Our model assumes that the SR is situated symmetrically at the center of the cell and is uniformly divided into 10 subcompartments. The exact location and distribution of the SR in PCs is largely unknown and warrants further experimental evidence to faithfully implement it. Further, our model does not differentiate between the Ca2+ release mechanisms of IP3 receptors and ryanodine (RyR2 and RyR3) receptors as suggested in the study by Stuyvers et al.16 Instead, a basic two-dimensional spatiotemporal diffusion was implemented in our model to study the effects of collective cytosolic Ca2+ diffusion. Finally, our model does not account for the influence of stochasticity in RyR gating and fluctuations driven by stochastic Ca2+ release.33–37 As highlighted in the studies by Stuyvers et al.16 and Boyden et al.12, the biphasic nature of Ca2+ transients involves both spatial aspects of Ca2+ diffusion and spontaneous SR Ca2+ release. In order to avoid the complexity and variability of a stochastic model, we artificially triggered SR Ca2+ release from one cell end, such that we could focus on the regulatory role of Ca2+ diffusion in Ca2+ dynamics and subsequent influence on electrophysiology.
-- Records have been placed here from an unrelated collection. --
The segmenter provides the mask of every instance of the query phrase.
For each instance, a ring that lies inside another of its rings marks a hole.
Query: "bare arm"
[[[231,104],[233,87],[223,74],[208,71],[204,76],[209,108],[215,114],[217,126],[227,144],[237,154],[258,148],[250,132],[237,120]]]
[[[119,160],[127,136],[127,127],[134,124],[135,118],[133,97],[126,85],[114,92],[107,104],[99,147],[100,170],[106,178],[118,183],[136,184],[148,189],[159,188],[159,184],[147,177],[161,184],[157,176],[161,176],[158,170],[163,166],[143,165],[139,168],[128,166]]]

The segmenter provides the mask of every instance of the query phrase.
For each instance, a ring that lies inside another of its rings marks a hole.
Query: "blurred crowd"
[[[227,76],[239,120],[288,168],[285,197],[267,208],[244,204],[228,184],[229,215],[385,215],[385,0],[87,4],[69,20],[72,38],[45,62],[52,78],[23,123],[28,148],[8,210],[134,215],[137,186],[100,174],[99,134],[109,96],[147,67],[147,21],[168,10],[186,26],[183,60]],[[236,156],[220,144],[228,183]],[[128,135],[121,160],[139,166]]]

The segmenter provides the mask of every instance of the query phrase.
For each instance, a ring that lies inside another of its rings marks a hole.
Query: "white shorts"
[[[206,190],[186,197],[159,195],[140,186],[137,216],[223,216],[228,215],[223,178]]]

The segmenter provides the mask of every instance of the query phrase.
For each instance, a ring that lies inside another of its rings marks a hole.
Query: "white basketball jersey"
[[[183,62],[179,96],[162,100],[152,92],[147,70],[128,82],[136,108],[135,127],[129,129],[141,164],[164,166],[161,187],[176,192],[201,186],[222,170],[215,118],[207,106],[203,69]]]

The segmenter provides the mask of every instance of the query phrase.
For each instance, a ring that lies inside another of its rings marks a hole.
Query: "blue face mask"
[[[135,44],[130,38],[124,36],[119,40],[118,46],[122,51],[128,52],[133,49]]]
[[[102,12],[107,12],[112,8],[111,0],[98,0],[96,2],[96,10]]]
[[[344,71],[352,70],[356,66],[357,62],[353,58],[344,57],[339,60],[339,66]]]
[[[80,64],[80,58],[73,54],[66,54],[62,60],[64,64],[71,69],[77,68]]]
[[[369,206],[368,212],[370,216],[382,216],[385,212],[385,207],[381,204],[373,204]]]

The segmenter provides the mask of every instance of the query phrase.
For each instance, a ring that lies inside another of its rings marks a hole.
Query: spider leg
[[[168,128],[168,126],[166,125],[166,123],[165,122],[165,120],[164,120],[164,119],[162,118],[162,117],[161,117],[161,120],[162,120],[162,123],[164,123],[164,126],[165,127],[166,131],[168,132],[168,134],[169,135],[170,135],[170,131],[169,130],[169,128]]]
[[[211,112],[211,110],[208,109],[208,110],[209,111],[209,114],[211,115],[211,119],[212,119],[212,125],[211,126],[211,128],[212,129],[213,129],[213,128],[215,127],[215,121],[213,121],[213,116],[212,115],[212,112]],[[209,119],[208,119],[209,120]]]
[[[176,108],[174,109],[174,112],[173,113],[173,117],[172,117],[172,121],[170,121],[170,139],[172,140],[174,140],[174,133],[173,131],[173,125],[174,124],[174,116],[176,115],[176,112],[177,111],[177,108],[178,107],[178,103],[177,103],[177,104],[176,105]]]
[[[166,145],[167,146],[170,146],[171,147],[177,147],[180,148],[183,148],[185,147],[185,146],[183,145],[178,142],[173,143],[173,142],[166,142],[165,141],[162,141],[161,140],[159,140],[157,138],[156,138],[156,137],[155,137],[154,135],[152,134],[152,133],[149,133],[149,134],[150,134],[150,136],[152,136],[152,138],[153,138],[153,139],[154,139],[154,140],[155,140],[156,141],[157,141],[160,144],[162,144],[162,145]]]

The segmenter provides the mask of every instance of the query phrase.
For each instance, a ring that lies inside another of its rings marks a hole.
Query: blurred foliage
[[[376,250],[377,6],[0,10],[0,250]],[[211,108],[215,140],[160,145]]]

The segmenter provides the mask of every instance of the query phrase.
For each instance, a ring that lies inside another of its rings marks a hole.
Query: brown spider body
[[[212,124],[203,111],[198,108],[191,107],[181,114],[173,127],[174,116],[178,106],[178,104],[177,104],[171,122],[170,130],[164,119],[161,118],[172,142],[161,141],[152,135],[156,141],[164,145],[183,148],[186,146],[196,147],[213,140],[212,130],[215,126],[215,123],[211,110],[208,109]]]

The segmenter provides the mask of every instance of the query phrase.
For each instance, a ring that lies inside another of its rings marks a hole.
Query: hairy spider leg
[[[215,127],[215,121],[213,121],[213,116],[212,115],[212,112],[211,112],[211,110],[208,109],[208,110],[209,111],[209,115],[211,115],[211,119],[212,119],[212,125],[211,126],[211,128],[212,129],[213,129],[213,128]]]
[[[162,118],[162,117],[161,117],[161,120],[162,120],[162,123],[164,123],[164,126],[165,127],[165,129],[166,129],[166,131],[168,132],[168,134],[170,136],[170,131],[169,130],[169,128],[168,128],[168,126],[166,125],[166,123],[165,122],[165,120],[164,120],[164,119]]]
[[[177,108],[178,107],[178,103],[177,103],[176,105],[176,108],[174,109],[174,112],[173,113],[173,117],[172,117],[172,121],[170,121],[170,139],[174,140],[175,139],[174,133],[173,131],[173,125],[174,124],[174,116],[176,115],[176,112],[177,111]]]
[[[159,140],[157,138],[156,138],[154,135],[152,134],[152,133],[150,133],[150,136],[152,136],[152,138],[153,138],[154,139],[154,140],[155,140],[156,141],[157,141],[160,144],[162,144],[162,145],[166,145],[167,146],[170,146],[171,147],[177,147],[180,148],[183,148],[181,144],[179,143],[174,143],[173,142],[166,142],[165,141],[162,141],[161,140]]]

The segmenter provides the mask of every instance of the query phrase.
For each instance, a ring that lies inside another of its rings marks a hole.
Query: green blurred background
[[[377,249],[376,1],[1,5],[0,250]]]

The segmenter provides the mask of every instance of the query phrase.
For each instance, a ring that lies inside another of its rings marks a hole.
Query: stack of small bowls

Future work will investigate these issues by incorporating a stochastic RyR gating model for SR Ca2+ release. Notwithstanding these limitations, the model was able to reproduce the experimental observations and provided significant insights in the role of Ca2+ diffusion in shaping the AP of PCs.

Conclusions

The study used a morphologically detailed numerical model of murine PC integrated with a spatiotemporal cytosolic Ca2+ diffusion process to study a possible mechanism of AP abnormalities, which could lead to arrhythmia. The PC model successfully reproduced the distinct Ca2+ dynamics and the AP morphology reported in experiments. It was observed that cytosolic Ca2+ diffusion waves in PCs characterized their peculiar AP morphology. The faster Ca2+ diffusion produced biphasic transients in the subSL region, which led to the prolongation of the AP plateau. Detailed analysis revealed that the AP prolongation at faster diffusion was mediated via inward NCX current. Our simulation results provide valuable insights in the mechanisms of increased propensity to AP abnormalities in cardiac PCs when compared to VMs.